L’attivista Joshua Wong, invece, ha commentato: «Vogliono portare a Hong Kong la Rivoluzione culturale. Questa linea telefonica è una minaccia per espatriati e investitori stranieri. Le tue conversazioni private, i tuoi messaggi sui social media, quello che dici a scuola o un incontro d’affari: tutto potrà essere denunciato».

ARRESTATA LA PRIMA GIORNALISTA

La legge sulla sicurezza nazionale ha di fatto cancellato il modello “Un paese, due sistemi” che doveva garantire ampia libertà alla città “autonoma” di Hong Kong fino al 2047. Da quando la legge è stata inserita illegalmente da Pechino nella mini Costituzione dell’isola, a luglio, sono stati arrestati giornalisti e parlamentari, studenti e attivisti, cambiati i curriculum scolastici, licenziati professori universitari, proibite manifestazioni pacifiche, rinviate le elezioni, squalificati candidati, perquisite le sedi dei quotidiani.

Questi e altri «successi» sono stati pubblicamente riconosciuti alla governatrice di Hong Kong Carrie Lam dal vicepremier cinese Han Zheng.
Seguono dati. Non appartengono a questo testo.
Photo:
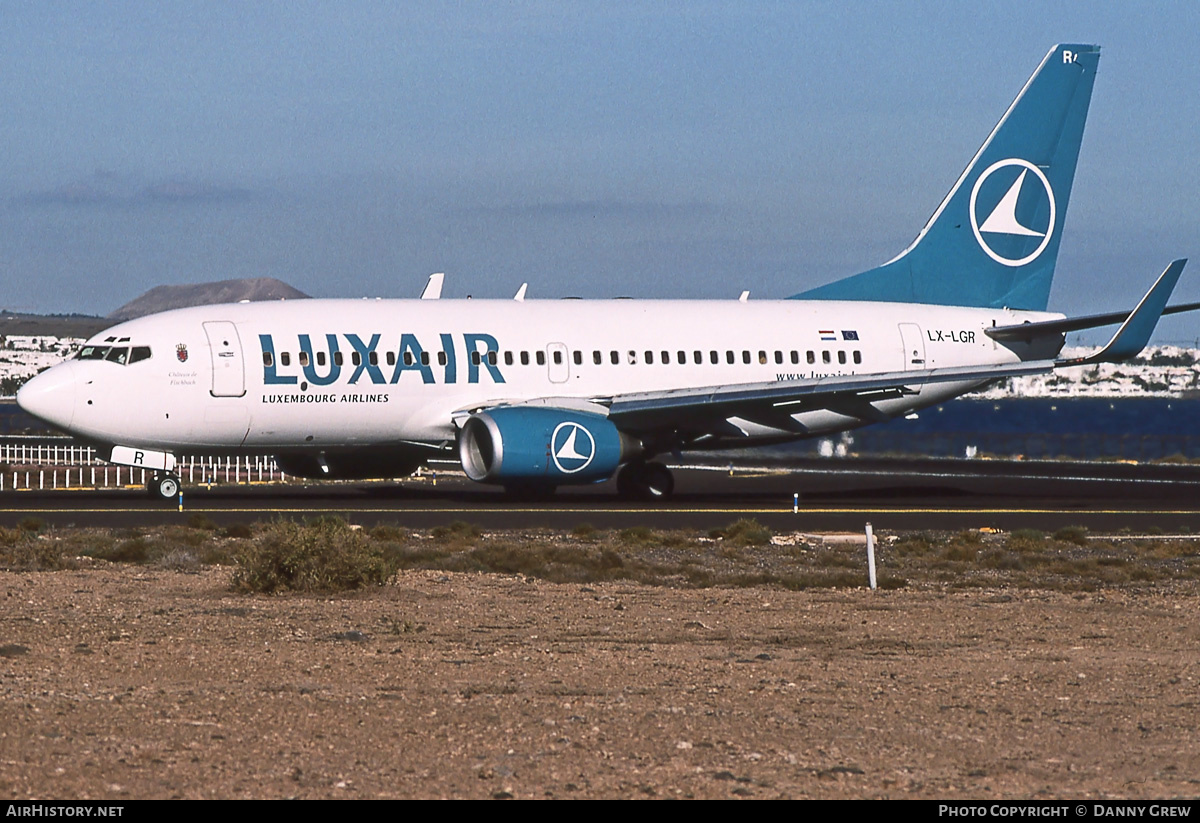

Mentre il governo della città incassava i complimenti di Pechino, la polizia ha arrestato formalmente una giornalista per aver filmato l’arresto da parte degli agenti di due giovani nei bagni pubblici in via Sai Yee. L’accusa è di «aver intralciato le operazioni della polizia e non aver cooperato». Il sindacato dei giornalisti di Hong Kong si è detto «scioccato» dalla notizia.